Only about 170 of Yellow Springs’ 3,800 residents are foreign-born, and most of those are naturalized citizens, according to 2020 U.S. Census data. Housh estimated that legalizing noncitizen voting there would affect about 30 people: business owners, residents with children in local schools who have a stake in village affairs. According to census figures, the number of potential noncitizen voters appears to be 26.

According to figures from the Washington, D.C.-based American Immigration Council, about 5% of Ohioans were immigrants in 2018, with just over half of those being naturalized citizens.

Undocumented immigrants made up about 17% of the immigrant population, leaving 172,157 people as noncitizen legal residents.
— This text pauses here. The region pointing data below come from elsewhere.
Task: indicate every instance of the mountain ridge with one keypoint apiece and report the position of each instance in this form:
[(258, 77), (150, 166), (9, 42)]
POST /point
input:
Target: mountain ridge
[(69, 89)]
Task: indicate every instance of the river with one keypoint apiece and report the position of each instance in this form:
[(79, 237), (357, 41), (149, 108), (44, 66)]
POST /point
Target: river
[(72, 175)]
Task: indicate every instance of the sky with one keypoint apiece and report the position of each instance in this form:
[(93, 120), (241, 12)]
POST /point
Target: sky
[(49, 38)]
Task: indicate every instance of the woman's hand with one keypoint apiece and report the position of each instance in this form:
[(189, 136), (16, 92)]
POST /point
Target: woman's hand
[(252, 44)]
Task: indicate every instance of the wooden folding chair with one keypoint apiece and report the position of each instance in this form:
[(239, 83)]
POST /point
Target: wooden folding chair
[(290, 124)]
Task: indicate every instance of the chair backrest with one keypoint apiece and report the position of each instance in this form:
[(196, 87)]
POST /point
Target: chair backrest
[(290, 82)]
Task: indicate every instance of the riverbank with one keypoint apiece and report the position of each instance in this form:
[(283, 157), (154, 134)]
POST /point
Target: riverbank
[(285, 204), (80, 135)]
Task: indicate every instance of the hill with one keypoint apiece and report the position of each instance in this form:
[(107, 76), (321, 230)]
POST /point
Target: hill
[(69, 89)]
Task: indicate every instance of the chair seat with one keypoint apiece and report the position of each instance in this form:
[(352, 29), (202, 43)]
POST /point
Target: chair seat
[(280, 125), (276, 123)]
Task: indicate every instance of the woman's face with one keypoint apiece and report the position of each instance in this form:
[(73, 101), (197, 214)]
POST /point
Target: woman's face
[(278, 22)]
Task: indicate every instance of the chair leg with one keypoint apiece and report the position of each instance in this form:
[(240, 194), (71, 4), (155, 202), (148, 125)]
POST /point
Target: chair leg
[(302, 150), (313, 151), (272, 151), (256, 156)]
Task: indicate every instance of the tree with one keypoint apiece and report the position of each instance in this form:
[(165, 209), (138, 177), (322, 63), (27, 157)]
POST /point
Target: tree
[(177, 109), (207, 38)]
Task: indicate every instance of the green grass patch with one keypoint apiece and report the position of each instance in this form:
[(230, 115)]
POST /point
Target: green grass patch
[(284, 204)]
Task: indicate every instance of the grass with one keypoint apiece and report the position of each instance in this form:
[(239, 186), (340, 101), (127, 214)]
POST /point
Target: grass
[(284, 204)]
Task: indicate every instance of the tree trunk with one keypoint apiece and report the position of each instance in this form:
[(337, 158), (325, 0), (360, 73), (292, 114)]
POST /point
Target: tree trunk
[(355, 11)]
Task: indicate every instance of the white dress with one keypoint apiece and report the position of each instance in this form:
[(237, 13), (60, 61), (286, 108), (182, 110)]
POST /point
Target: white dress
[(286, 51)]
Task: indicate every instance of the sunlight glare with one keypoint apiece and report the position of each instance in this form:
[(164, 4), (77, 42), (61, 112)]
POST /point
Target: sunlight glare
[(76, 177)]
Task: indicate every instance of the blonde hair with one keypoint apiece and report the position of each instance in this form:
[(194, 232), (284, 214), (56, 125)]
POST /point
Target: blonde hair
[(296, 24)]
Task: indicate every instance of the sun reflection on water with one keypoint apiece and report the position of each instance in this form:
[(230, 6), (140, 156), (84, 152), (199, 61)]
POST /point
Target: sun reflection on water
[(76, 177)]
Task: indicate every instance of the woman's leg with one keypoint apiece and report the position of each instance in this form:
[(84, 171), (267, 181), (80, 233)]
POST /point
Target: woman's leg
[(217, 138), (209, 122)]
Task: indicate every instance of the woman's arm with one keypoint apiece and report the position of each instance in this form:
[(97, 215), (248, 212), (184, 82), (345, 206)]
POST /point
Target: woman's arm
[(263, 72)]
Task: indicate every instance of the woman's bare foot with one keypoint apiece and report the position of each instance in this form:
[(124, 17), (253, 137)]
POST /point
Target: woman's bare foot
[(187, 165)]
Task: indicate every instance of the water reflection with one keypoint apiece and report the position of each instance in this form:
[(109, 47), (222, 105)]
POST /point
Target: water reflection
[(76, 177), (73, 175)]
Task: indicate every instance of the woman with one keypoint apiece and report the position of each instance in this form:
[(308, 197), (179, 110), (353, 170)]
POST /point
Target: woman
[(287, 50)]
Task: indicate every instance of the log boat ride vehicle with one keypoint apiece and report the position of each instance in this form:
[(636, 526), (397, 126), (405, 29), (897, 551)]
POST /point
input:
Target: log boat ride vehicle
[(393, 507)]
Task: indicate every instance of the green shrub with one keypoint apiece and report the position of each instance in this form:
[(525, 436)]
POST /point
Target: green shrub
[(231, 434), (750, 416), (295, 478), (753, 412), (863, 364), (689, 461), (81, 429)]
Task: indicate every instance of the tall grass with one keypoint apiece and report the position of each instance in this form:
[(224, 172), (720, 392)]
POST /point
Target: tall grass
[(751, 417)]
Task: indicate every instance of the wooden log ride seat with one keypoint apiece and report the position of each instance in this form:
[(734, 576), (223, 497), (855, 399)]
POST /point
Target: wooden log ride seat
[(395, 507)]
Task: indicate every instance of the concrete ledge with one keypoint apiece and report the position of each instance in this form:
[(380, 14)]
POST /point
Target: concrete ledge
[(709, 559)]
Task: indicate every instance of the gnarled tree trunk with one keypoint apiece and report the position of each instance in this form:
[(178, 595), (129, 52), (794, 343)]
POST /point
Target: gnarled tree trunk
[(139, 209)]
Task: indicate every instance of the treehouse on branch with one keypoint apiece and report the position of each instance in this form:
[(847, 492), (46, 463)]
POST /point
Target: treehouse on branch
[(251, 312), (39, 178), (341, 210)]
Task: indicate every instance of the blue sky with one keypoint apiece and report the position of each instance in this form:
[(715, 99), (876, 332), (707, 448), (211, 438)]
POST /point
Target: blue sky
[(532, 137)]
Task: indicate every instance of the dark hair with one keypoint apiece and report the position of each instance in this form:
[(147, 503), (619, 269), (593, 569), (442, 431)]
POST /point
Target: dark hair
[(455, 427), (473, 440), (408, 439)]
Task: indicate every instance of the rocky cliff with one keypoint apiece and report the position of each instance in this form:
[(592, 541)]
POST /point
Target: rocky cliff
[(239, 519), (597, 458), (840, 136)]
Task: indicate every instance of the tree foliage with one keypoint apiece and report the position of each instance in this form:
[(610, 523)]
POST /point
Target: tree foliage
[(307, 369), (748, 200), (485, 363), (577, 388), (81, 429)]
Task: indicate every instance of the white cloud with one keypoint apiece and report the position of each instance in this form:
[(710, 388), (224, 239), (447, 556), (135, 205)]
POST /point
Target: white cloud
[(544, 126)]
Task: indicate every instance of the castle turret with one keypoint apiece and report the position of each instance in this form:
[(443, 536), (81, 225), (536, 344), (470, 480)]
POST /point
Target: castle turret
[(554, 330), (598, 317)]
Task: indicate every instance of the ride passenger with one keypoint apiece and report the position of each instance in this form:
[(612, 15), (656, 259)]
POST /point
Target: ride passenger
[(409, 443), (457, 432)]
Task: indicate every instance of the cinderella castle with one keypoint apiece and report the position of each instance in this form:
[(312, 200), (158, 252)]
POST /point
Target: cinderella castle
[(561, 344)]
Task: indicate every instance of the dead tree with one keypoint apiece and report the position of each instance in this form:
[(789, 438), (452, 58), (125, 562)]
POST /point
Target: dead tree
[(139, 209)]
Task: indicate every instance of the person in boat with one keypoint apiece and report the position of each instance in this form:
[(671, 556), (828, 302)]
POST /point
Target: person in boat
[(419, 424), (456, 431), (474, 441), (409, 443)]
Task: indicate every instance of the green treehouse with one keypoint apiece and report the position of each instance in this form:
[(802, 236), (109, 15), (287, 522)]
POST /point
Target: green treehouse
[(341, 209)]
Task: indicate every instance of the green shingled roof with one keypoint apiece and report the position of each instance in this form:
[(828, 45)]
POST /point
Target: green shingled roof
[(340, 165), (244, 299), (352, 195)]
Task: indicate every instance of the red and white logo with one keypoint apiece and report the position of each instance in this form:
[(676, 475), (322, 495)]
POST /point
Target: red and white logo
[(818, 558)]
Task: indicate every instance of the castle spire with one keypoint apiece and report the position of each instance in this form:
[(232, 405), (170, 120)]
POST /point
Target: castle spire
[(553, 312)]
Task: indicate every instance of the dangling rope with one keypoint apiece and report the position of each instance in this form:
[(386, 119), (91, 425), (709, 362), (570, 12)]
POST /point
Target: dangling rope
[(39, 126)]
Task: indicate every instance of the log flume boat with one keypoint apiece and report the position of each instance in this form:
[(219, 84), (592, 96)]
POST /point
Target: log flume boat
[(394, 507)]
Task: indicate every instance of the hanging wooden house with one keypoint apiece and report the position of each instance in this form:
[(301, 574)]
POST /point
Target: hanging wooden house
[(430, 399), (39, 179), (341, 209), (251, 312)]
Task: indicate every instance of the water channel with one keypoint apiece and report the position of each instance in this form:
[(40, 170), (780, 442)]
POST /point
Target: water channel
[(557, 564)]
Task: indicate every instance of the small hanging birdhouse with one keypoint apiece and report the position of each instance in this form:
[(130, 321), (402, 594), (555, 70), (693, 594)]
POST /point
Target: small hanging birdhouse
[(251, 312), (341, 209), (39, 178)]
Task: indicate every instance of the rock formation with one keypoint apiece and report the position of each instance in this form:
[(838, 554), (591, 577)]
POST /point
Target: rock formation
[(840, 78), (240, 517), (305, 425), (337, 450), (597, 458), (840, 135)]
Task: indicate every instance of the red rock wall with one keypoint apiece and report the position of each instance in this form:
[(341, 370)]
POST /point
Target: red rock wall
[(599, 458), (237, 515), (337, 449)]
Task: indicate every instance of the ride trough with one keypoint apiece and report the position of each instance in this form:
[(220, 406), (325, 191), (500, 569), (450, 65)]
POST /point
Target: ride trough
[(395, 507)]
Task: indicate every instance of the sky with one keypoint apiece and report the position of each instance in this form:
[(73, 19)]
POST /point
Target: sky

Based on the state’s population of 11.6 million at the time, that means about 1.5% of Ohio residents are noncitizen immigrants potentially eligible to vote, if the standards Yellow Springs proposed were to be adopted statewide.

Out of 8 million people registered to vote in Ohio, election officials annually find “fewer than 100″ noncitizens who have tried to register, LaRose said. Only a “few dozen” cases are referred to prosecutors for actually attempting to vote, he said.